The Bikavac fire was an atrocity perpetrated in Bikavac, near Višegrad, eastern Bosnia, on 27 June 1992 in which at least 60 Bosniak civilians, mostly women and children, were killed after the house in which they were confined was set on fire.[1]
On 20 July 2009 Milan Lukić and Sredoje Lukić were sentenced to life and 30 years’ imprisonment respectively, for crimes that include the Bikavac fire and the murder of 59 Bosniak civilians in the Pionirska Street fire on 14 June 1992, locking them into one room of a house and setting the house on fire.[2]
It was found that on 27 June 1992 during the campaign of ethnic cleansing in the Bosnian Serb ethnic cleansing of the Drina Valley Bosnian under the command of Milan Lukić forced approximately 70 Bosniak civilians into one room of in a house in the settlement of Bikavac, near Višegrad. After the captives were robbed, the house was set on fire and the occupants were left to burn alive. The International Criminal Tribunal for the former Yugoslavia Trial Chamber found that at least 60 Bosniak civilians were killed in the fire.[2]

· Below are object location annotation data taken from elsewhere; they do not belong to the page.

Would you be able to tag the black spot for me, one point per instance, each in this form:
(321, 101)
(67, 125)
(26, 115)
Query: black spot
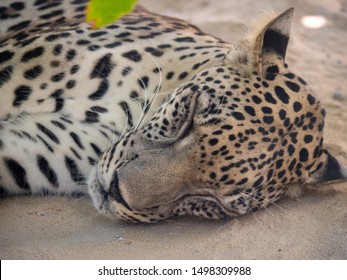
(303, 155)
(17, 6)
(125, 107)
(5, 56)
(185, 39)
(269, 98)
(56, 36)
(103, 67)
(101, 90)
(76, 139)
(273, 69)
(143, 82)
(57, 49)
(70, 54)
(70, 84)
(19, 26)
(282, 95)
(227, 127)
(97, 34)
(308, 139)
(34, 72)
(5, 75)
(183, 75)
(297, 106)
(133, 55)
(311, 99)
(282, 113)
(47, 171)
(96, 149)
(293, 86)
(18, 173)
(154, 52)
(22, 93)
(58, 124)
(75, 173)
(302, 81)
(34, 53)
(113, 45)
(169, 75)
(58, 77)
(91, 117)
(237, 115)
(250, 110)
(256, 99)
(268, 119)
(74, 69)
(52, 14)
(266, 110)
(48, 133)
(82, 42)
(213, 141)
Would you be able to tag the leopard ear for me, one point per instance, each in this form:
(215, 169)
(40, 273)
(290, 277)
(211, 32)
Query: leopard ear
(271, 43)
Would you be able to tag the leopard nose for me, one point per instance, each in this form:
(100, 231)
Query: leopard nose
(115, 191)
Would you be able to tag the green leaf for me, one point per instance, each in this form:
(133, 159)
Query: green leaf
(103, 12)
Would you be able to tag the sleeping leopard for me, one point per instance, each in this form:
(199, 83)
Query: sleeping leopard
(151, 117)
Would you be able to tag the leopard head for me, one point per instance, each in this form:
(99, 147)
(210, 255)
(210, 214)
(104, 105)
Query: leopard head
(235, 138)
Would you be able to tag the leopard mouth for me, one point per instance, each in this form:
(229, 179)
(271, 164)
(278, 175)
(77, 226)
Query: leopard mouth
(115, 192)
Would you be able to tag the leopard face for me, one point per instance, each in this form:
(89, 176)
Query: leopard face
(233, 139)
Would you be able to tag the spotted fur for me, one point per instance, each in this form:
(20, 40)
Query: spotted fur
(152, 117)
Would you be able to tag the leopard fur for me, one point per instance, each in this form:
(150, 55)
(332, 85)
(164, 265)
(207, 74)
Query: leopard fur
(152, 117)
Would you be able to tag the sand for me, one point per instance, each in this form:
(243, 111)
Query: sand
(311, 227)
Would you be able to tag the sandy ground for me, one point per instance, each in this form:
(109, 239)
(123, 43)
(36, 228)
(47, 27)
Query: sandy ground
(312, 227)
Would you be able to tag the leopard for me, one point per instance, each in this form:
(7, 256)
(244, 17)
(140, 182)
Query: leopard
(151, 118)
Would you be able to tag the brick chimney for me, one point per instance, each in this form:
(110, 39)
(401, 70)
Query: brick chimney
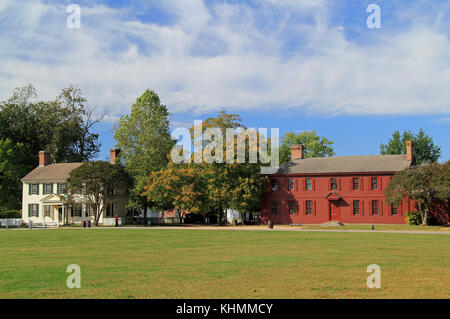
(44, 158)
(409, 151)
(113, 154)
(296, 152)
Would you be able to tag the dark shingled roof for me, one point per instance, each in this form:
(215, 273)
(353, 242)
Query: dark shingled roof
(51, 173)
(346, 164)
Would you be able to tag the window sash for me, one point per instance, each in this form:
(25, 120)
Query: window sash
(374, 182)
(62, 188)
(291, 184)
(47, 210)
(356, 183)
(292, 205)
(34, 189)
(308, 184)
(34, 210)
(274, 208)
(274, 184)
(394, 209)
(333, 183)
(375, 207)
(48, 189)
(309, 207)
(356, 207)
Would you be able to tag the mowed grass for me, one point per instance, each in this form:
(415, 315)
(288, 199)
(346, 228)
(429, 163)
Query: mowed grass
(167, 263)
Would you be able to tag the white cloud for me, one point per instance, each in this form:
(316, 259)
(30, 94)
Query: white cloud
(228, 56)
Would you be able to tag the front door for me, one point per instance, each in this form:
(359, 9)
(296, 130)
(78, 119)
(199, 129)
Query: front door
(334, 210)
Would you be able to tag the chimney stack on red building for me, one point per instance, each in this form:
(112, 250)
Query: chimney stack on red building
(409, 151)
(296, 152)
(113, 154)
(44, 158)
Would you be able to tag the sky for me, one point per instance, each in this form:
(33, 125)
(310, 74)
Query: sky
(290, 64)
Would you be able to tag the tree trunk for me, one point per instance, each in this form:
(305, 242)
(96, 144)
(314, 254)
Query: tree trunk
(425, 217)
(145, 214)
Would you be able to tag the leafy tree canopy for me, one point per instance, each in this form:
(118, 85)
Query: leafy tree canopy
(423, 146)
(209, 187)
(98, 182)
(144, 139)
(61, 126)
(313, 145)
(428, 184)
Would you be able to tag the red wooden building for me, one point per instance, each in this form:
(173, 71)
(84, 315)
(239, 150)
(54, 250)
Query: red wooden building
(348, 189)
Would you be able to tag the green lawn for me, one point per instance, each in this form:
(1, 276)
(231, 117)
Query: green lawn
(154, 263)
(395, 227)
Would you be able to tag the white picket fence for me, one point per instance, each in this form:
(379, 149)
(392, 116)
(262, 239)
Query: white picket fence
(42, 224)
(11, 222)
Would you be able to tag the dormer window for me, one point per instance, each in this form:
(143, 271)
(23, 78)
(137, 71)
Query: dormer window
(333, 183)
(34, 189)
(62, 187)
(48, 189)
(274, 184)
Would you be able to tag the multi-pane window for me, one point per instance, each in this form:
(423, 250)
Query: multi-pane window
(374, 182)
(291, 186)
(62, 187)
(110, 210)
(34, 189)
(77, 211)
(111, 191)
(375, 208)
(274, 208)
(47, 210)
(394, 209)
(292, 205)
(355, 183)
(274, 184)
(308, 184)
(309, 207)
(333, 183)
(48, 189)
(33, 210)
(356, 207)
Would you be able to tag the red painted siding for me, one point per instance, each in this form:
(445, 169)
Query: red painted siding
(321, 187)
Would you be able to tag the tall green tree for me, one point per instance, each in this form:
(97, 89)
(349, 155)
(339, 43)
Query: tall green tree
(210, 187)
(313, 145)
(12, 167)
(144, 140)
(428, 184)
(423, 146)
(99, 182)
(62, 126)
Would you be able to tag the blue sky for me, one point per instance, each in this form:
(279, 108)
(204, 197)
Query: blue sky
(296, 65)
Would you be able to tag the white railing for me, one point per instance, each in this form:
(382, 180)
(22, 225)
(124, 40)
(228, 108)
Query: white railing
(42, 224)
(11, 222)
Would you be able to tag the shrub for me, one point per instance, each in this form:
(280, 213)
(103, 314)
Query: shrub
(414, 218)
(10, 214)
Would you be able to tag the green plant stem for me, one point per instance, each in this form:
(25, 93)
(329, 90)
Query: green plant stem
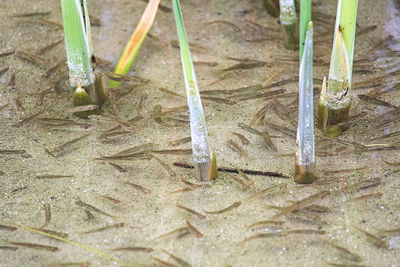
(305, 18)
(203, 157)
(288, 20)
(346, 18)
(77, 42)
(335, 101)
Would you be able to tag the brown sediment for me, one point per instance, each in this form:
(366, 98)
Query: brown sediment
(193, 230)
(11, 83)
(39, 61)
(304, 173)
(58, 151)
(290, 36)
(8, 228)
(195, 213)
(117, 167)
(267, 222)
(332, 116)
(264, 135)
(373, 195)
(32, 14)
(242, 138)
(47, 47)
(53, 176)
(135, 249)
(303, 203)
(8, 248)
(376, 240)
(113, 200)
(392, 163)
(180, 232)
(345, 252)
(225, 22)
(34, 246)
(236, 148)
(68, 264)
(234, 205)
(192, 185)
(92, 208)
(267, 191)
(27, 119)
(272, 7)
(47, 211)
(51, 232)
(164, 263)
(102, 229)
(245, 177)
(172, 151)
(232, 170)
(165, 166)
(186, 189)
(139, 187)
(180, 141)
(237, 179)
(4, 70)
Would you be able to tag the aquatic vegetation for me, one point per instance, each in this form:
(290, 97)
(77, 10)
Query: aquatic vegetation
(272, 7)
(288, 20)
(204, 158)
(89, 86)
(335, 100)
(305, 18)
(137, 38)
(305, 152)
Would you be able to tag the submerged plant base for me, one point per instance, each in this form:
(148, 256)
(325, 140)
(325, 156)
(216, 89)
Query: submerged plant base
(304, 173)
(272, 7)
(290, 36)
(207, 171)
(89, 95)
(329, 117)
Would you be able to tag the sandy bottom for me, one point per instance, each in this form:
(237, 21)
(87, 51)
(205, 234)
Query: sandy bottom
(357, 189)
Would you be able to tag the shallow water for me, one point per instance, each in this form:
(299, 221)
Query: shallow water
(148, 216)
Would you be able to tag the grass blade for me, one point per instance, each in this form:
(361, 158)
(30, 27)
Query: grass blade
(137, 38)
(288, 20)
(77, 43)
(305, 18)
(335, 100)
(305, 152)
(203, 157)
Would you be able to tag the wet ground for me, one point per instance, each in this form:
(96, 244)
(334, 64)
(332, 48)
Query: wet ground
(357, 186)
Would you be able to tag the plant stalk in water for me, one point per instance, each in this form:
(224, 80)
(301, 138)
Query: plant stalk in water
(305, 152)
(87, 86)
(203, 156)
(305, 18)
(272, 7)
(137, 38)
(288, 20)
(335, 101)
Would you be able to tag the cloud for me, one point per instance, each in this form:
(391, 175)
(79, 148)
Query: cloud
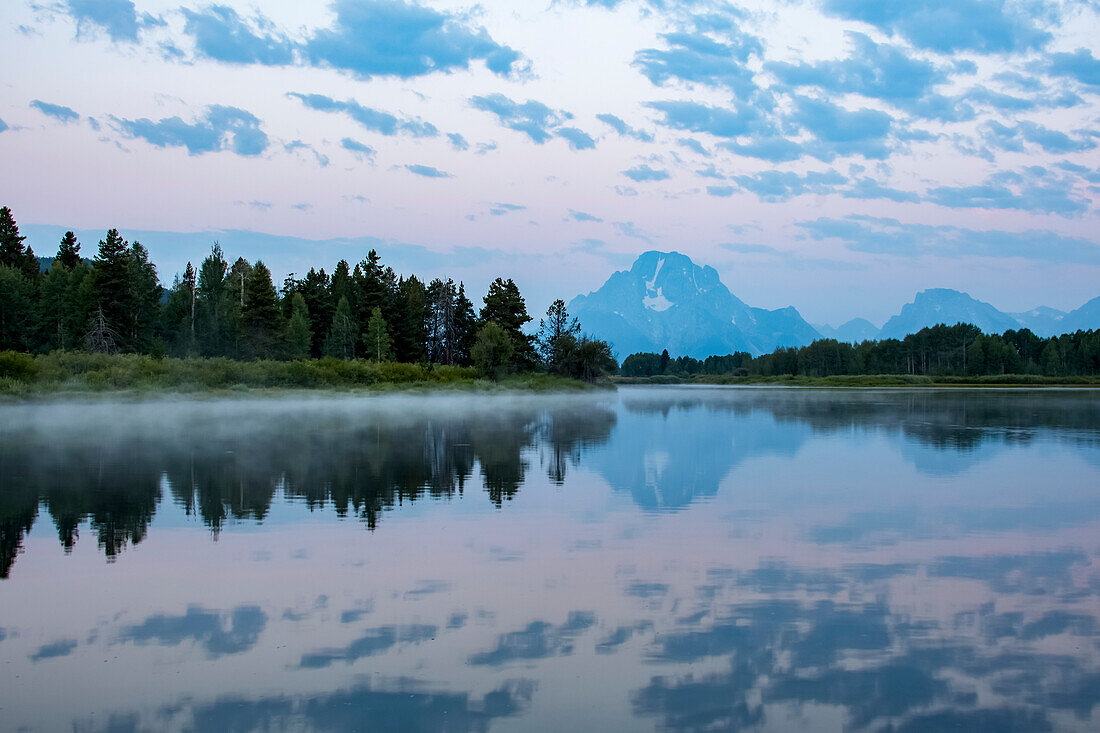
(629, 229)
(59, 112)
(625, 130)
(534, 119)
(427, 172)
(59, 648)
(985, 26)
(501, 209)
(772, 149)
(218, 633)
(578, 139)
(694, 145)
(700, 118)
(840, 131)
(1036, 189)
(297, 144)
(878, 72)
(697, 58)
(642, 172)
(1079, 65)
(868, 188)
(749, 249)
(118, 18)
(260, 206)
(370, 118)
(391, 37)
(361, 151)
(1052, 141)
(458, 142)
(220, 34)
(881, 236)
(782, 185)
(220, 128)
(581, 216)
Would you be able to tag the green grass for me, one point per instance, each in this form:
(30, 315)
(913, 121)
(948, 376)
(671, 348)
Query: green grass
(25, 375)
(869, 380)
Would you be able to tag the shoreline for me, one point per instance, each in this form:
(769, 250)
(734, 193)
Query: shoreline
(869, 381)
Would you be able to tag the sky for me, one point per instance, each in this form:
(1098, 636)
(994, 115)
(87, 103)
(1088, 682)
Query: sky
(836, 155)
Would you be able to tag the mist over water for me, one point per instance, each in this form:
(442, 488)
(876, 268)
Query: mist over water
(658, 558)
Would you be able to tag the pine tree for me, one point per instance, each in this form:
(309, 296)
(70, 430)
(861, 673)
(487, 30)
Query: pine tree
(341, 341)
(465, 326)
(298, 338)
(557, 338)
(211, 305)
(110, 284)
(261, 320)
(409, 320)
(377, 338)
(12, 252)
(68, 251)
(505, 307)
(17, 309)
(372, 282)
(315, 290)
(142, 299)
(493, 351)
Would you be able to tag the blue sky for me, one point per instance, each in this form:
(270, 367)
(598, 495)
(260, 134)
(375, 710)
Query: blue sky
(836, 155)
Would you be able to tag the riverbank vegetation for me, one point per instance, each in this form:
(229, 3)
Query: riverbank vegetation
(226, 324)
(941, 353)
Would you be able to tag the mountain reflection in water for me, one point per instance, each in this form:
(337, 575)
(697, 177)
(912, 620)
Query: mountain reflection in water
(675, 558)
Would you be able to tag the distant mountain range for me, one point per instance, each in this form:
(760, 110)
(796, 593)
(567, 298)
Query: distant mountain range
(668, 302)
(664, 301)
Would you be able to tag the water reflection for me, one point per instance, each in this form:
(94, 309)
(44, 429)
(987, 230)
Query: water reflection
(672, 559)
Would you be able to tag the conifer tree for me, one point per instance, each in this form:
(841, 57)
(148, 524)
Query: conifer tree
(557, 338)
(315, 290)
(12, 252)
(211, 305)
(377, 338)
(110, 282)
(409, 320)
(341, 340)
(505, 307)
(142, 299)
(17, 309)
(298, 338)
(465, 326)
(68, 251)
(372, 282)
(493, 351)
(261, 320)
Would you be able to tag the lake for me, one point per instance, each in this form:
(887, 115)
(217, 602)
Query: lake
(658, 558)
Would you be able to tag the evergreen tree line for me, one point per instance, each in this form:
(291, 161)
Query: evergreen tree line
(959, 350)
(114, 303)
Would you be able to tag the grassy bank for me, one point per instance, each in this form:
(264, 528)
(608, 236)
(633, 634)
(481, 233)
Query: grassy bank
(870, 381)
(24, 375)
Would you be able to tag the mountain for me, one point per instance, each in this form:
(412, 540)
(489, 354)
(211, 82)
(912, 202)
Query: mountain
(668, 302)
(1085, 318)
(1042, 320)
(945, 306)
(856, 330)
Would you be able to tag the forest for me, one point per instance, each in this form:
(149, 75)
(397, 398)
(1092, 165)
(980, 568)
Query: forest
(959, 350)
(114, 304)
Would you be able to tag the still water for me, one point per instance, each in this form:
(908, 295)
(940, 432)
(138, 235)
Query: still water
(658, 558)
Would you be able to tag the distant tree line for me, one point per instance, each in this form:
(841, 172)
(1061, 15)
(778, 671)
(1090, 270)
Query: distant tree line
(114, 303)
(959, 350)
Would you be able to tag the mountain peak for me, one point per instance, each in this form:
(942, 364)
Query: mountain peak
(667, 301)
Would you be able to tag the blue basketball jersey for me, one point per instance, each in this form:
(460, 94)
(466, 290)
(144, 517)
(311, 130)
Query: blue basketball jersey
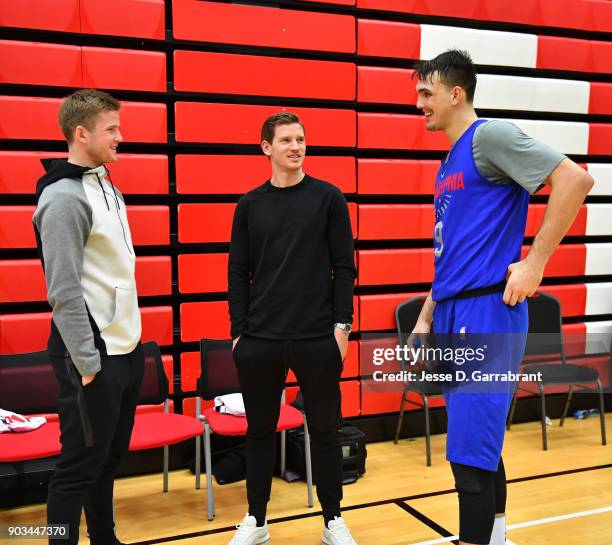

According to the testimony of Zehra Turjačanin, there were many children in the house, the youngest less than one year old. Most of the victims were young women with children, along with some elderly men and women. The Serb soldiers broke the windows, threw hand grenades into the house and fired shots at the people inside, then set the house on fire. She and one of her sisters managed to get to the door, but a heavy iron garage door had been placed against it from the outside. She managed to squeeze through a small gap in the door; her sister remained inside. Outside Serb soldiers were lying on the grass, drinking[3]
When Judge Patrick Robinson, presiding, summed up the International Criminal Tribunal for the former Yugoslavia's findings following the trial of Milan Lukić and Lukić's cousin Sredoje Lukić, he observed that "In the all too long, sad and wretched history of man’s inhumanity to man, the Pionirska street and Bikavac fires must rank high. At the close of the twentieth century, a century marked by war and bloodshed on a colossal scale, these horrific events stand out for the viciousness of the incendiary attack, for the obvious premeditation and calculation that defined it, for the sheer callousness and brutality of herding, trapping and locking the victims in the two houses, thereby rendering them helpless in the ensuing inferno, and for the degree of pain and suffering inflicted on the victims as they were burnt alive."[1]